The program committee gives preference to women and members of other marginalized groups who are working on feminist projects that engage multiple axes of oppression.
According to Cadavid, the conference is a venue not just for the members to develop their work but also to foster the work of students. At a past conference, Cadavid presented work she completed with Sidney Katie Rogers ’17, Allyson Scott ’16 and her Centre colleague W. David Hall. Rogers and Scott went on to present their research at several other national conferences.
The Midwest U.S. Division of SWiP invites papers in all areas of feminist philosophy, theory and praxis, including but not limited to ethics, social/political philosophy, phenomenology, existentialism, epistemology and metaphysics. It is especially interested in enriching discussions about contemporary social and political issues, and welcomes work that explicitly interrogates how such issues intersect with race, gender, ability and class.

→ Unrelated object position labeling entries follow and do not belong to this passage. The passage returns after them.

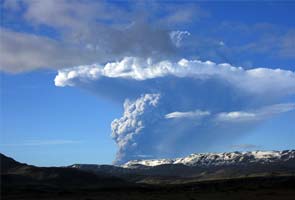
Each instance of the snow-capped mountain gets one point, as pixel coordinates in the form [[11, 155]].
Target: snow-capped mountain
[[219, 159]]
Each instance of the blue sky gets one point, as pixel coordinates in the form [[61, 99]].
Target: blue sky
[[46, 125]]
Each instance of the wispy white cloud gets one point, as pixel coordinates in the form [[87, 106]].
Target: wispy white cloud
[[255, 115], [192, 114]]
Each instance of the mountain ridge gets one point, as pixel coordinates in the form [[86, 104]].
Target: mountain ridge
[[218, 159]]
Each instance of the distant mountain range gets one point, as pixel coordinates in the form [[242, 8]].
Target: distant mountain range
[[220, 159], [235, 172], [204, 166]]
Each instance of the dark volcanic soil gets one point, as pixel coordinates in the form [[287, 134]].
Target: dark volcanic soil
[[276, 188]]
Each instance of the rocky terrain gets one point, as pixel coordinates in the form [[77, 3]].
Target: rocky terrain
[[248, 175]]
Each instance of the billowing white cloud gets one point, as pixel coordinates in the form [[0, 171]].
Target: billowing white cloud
[[178, 36], [136, 116], [176, 108], [257, 80]]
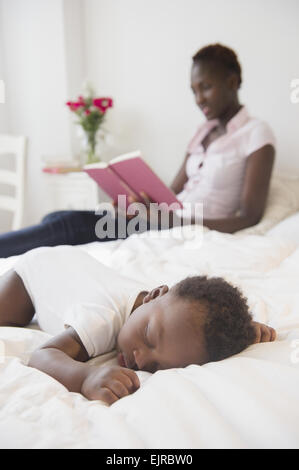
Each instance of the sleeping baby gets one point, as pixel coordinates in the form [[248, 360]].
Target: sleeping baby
[[89, 309]]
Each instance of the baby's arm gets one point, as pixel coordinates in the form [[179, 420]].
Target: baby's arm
[[264, 333], [64, 358]]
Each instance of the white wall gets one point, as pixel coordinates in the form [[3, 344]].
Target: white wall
[[139, 52], [35, 77]]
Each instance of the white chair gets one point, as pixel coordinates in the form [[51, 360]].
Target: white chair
[[15, 145]]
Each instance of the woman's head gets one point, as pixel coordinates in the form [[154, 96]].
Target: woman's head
[[216, 77], [196, 321]]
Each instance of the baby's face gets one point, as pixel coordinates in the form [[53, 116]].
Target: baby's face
[[158, 335]]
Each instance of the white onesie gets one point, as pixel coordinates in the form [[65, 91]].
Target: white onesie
[[67, 286]]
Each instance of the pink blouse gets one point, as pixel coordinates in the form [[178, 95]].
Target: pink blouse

The conference was made possible by funds provided by Centre’s Office of Academic Affairs, and Cadavid is quick to thank many in the campus community for the success of the event.
“I received generous support from Dean Stephanie Fabritius, Associate Vice President for Academic Affairs and Diversity Initiatives Rodmon King, H.W. Stodghill, Jr. and Adele H. Stodghill Professor of English Dan Manheim, and Professor of Art Judith Jia,” Cadavid says. “The Philosophy Club helped set-up for the opening reception, and Taylor Shofner ’17 and Jake McGuirk ’19, along with members of the philosophy program, helped me organize and host the event. The gender studies faculty helped me co-host the opening reception.
“I would be honored if Midwest SWiP asks us to host again,” Cadavid adds. “It was a big deal for us to have this opportunity.”